There is such a table

<table cellspacing="0" cellpadding="0" cols="4" alt="Таблица с разным большая и красивая N1" title="Таблица с разным большая и красивая N1" border="0" style="border-collapse:collapse;WIDTH:135.73mm;min-width: 135.73mm;" class="a76"> <tbody> <tr height="0"> <td style="WIDTH:36.78mm;min-width: 36.78mm"></td> <td style="WIDTH:36.78mm;min-width: 36.78mm"></td> <td style="WIDTH:36.78mm;min-width: 36.78mm"></td> <td style="WIDTH:25.40mm;min-width: 25.40mm"></td> </tr> <tr valign="top"> <td style="HEIGHT:11.24mm;" class="a40c"> <div class="a40">n</div> </td> <td class="a44c"> <div class="a44">DCRF</div> </td> <td class="a48c"> <div class="a48">DCRI</div> </td> <td class="a52c"> <div class="a52">DCRO</div> </td> </tr> <tr valign="top"> <td style="HEIGHT:11.24mm;" class="a57cr"> <div class="a57">5122</div> </td> <td class="a61cl"> <div class="a61">Алла</div> </td> <td class="a65cl"> <div class="a65">должна</div> </td> <td class="a69cl"> <div class="a69">ехать</div> </td> </tr> </tbody> </table> 

And I need to remove the text inside the columns from here, that is, the first occurrence of tr .

Here is what I wrote:

 var query = (from table in webGet.DocumentNode.SelectNodes("//table").Cast<HtmlNode>() from row in table.SelectNodes("tr").Cast<HtmlNode>() from cell in row.SelectNodes("th|td").Cast<HtmlNode>() where table.Attributes["alt"] != null select new { Table = table.Attributes["alt"].Value,Row = row.InnerText, CellText = cell.InnerText }); foreach (var cell in query) { Console.WriteLine("{0}.{1}: {2}", cell.Table, cell.Row, cell.CellText); } 

The result is:

 Таблица с разным большая и красивая N1.: Таблица с разным большая и красивая N1.: Таблица с разным большая и красивая N1.: Таблица с разным большая и красивая N1.: Таблица с разным большая и красивая N1.nDCRFDCRIDCRO: n Таблица с разным большая и красивая N1.nDCRFDCRIDCRO: DCRF Таблица с разным большая и красивая N1.nDCRFDCRIDCRO: DCRI Таблица с разным большая и красивая N1.nDCRFDCRIDCRO: DCRO Таблица с разным большая и красивая N1.5122АллаДолжнаехать: 5122 Таблица с разным большая и красивая N1.5122АллаДолжнаехать: Алла Таблица с разным большая и красивая N1.5122АллаДолжнаехать: Должна Таблица с разным большая и красивая N1.5122АллаДолжнаехать: ехать 

And it is necessary so:

 Таблица с разным большая и красивая N1.n: 5122 Таблица с разным большая и красивая N1.DCRF: Алла Таблица с разным большая и красивая N1.DCRI: Должна Таблица с разным большая и красивая N1.DCRO: ехать 

    1 answer 1

    You can try this option:

     var tableNode = webGet.DocumentNode.SelectSingleNode("//table"); var result = tableNode .SelectNodes(".//tr").Where(x => x.GetAttributeValue("valign", null) == "top") .Select(x => x.SelectNodes(".//td").Select(s => s.InnerText.Trim())) .Cast<IEnumerable<dynamic>>() .Aggregate((first, second) => first.Zip(second, (f, s) => new { Table = tableNode.GetAttributeValue("alt", null), First = f, Second = s })); foreach (var item in result) Console.WriteLine($"{item.Table}.{item.First}: {item.Second}"); 

    I will explain:

    • webGet.DocumentNode.SelectSingleNode("//table") - here we take the first table from HTML. So, as you have provided only its code, I will assume that you have it one full page, if not, look for the one you need.

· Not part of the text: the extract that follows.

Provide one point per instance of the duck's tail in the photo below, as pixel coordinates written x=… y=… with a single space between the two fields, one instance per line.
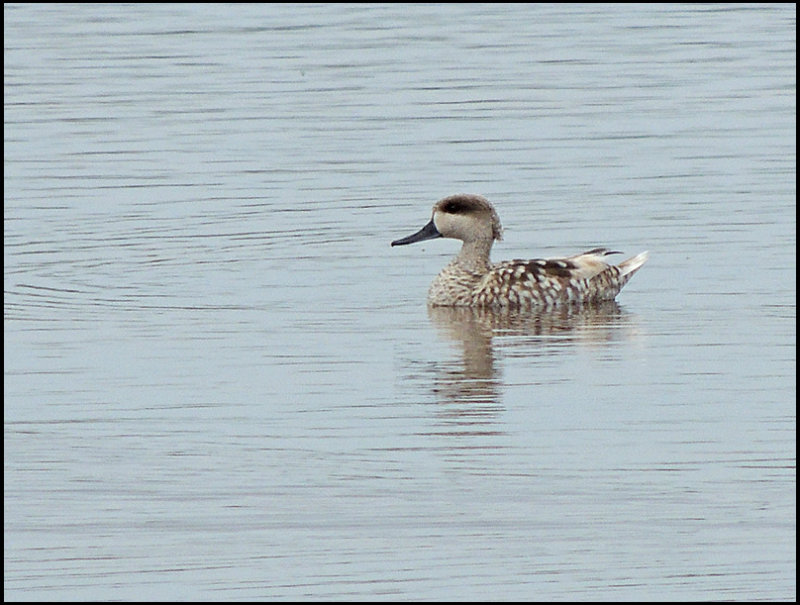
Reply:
x=632 y=265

    • .SelectNodes(".//tr").Where(x => x.GetAttributeValue("valign", null) == "top") - Take all tr elements whose attribute valign is equal to top .

    • .Select(x => x.SelectNodes(".//td").Select(s => s.InnerText.Trim())) - take all the td elements and make a string of them (taking only the internal text).
    • .Cast<IEnumerable<dynamic>>() - We translate everything into a collection of dynamic types so that we can further use anonymous types.
    • .Aggregate((first, second) => first.Zip(second, (f, s) => new { Table = tableNode.GetAttributeValue("alt", null), First = f, Second = s })); - we take from the obtained result (and at this stage we have 2 collections), the first and subsequent collections and "sew" them into one. On the way out we give anonymous types with the necessary data.

    The result will be something like this:

    Collection result

    It remains only to withdraw with the desired type ( foreach ):

     Таблица с разным большая и красивая N1.n: 5122 Таблица с разным большая и красивая N1.DCRF: Алла Таблица с разным большая и красивая N1.DCRI: должна Таблица с разным большая и красивая N1.DCRO: ехать 

    PS I'm not sure about the result if we have more than 2 tr (most likely there will be an anonymous type attachment in an anonymous type), the code is checked only on the provided HTML!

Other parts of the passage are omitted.